TL;DR

AI providers are currently offering heavily subsidized enterprise subscriptions, but this economic model is unsustainable. As AI usage shifts toward agentic workflows, companies risk facing significantly higher bills, with many unaware of the impending financial exposure.

Major AI providers, including OpenAI, Anthropic, Google, and others, are currently subsidizing enterprise AI subscriptions at a loss, a practice that is unlikely to continue as usage patterns evolve and costs escalate, posing a significant financial risk for companies relying on these services.

Industry insiders and recent analyses indicate that AI labs are operating at a loss to promote enterprise adoption. For example, Claude Pro costs $20 per month but can incur API costs of $200 to $400 per user monthly based on token consumption, which far exceeds the subscription fee. Similarly, Microsoft reportedly loses over $20 per user monthly on GitHub Copilot, with some power users consuming up to $80 worth of compute per month on a $10 subscription.

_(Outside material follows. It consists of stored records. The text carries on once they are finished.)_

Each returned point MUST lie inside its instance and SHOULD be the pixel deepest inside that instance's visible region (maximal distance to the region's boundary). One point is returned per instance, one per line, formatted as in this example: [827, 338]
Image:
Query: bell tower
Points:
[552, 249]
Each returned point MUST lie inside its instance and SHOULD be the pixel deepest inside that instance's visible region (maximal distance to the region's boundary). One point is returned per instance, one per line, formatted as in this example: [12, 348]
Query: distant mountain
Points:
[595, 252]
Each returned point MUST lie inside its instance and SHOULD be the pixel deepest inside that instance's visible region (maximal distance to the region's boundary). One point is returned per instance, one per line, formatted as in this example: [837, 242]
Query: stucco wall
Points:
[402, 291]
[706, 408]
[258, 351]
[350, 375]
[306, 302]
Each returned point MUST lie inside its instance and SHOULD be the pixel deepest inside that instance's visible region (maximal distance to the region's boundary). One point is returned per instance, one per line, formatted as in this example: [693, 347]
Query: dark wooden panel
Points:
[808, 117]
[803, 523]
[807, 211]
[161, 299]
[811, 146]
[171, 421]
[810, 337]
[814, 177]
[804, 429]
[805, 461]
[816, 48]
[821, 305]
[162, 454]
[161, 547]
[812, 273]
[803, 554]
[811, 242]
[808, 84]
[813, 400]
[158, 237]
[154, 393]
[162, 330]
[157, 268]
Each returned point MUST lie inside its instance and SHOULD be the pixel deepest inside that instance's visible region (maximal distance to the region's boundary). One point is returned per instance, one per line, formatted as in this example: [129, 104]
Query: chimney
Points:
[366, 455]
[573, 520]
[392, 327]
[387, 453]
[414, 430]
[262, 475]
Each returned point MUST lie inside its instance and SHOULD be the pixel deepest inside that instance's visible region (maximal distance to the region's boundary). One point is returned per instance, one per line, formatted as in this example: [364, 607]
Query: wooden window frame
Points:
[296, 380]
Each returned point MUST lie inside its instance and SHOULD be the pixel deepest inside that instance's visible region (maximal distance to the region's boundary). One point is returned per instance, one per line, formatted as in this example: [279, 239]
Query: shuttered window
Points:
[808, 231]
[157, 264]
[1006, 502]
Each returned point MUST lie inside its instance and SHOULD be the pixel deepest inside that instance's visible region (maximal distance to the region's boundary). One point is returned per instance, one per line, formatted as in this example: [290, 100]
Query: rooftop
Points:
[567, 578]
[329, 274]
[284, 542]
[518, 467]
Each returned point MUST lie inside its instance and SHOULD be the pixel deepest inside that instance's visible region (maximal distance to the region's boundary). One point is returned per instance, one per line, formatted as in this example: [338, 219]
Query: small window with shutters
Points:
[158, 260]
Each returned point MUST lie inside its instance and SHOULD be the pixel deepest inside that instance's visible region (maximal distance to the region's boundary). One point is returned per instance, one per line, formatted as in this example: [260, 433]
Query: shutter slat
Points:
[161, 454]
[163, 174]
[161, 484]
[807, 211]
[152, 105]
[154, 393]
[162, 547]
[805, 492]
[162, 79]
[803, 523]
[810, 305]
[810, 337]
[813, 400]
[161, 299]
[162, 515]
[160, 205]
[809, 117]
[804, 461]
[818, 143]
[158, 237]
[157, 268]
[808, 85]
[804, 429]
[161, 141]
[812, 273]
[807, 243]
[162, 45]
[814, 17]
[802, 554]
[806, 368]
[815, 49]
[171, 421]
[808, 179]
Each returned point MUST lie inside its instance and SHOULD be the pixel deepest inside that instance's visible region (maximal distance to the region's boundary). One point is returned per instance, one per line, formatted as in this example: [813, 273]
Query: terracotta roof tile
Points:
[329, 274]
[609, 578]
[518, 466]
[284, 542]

OpenAI’s ChatGPT Plus has remained at $20 per month for three years, despite models becoming more capable and feature-rich, suggesting that current pricing is a subsidized deal that may not last. Industry-wide, companies are effectively paying far more in compute costs than they receive in subscription revenue, with some providers subsidizing the difference through other revenue streams or ad-based models.

Why It Matters

This situation matters because the current subsidized pricing model is unsustainable in the long term. As AI workloads become more complex and shift toward agentic, autonomous operations, token consumption and compute costs are expected to rise sharply. Companies that have integrated AI deeply into their workflows may face sudden and substantial cost increases, potentially disrupting budgets and strategic plans.

Failing to account for these future expenses could lead to unanticipated financial strain, especially as providers move toward usage-based billing and phase out unlimited plans. This could impact enterprise AI adoption, operational costs, and overall ROI if companies are unprepared for the shift.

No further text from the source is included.